Paul Schrader has been great for entertainment recently, and when I say that I don’t mean his films. He flashed his balls to Lindsey Lohan and seems to be hated by studios and actors alike. Who knew that the man who wrote Taxi Driver and Raging Bull would now be knows as the guy who studios keep taking movies away from. Just like The Exorcist prequel, Dying Of The Light was taken away from Schrader and completed without him. That means poor Frederik Wiedmann had to come in and pretty much work on this failed police thriller. Given the circumstances though, one would think this score would be a mess. But honestly, Frederik Wiedmann probably benefitted from never working with Schrader as this is a decent thriller score.
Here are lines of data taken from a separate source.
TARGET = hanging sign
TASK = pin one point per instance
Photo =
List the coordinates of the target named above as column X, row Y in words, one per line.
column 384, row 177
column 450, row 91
Dying Of The Light follows a dying CIA agent who tries and track down a man who tortured him years ago. The score is nothing fancy. Wiedmann mainly focuses on creating mood and atmosphere, which he is great at. Wiedmann has been turning heads with his DC Comics animation scores, which have showcased all sorts of range from the young composer. Here, he demonstrates a pretty good grasp on the thriller formula. The score overall feels a bit watered down and mundane, but honestly you have to look at the source material here. Overall though, the string-based score provides a nice shimmering quality to the mystery. Some nice textures and melodic accents are used to give it a nice flow too. The score overall demonstrates a great grasp of the narrative flow with some decent writing for a formulaic thriller.

Wiedmann’s score here isn’t going to turn heads. I’m more impressed that a score as decent as this was able to be pulled off from such a mess of a production, and a godawful film overall. Wiedmann does all that he can to deliver a succinct and impressively structured thriller score. It definitely proves his abilities in the genre and makes for a good listen if that’s all that it offers.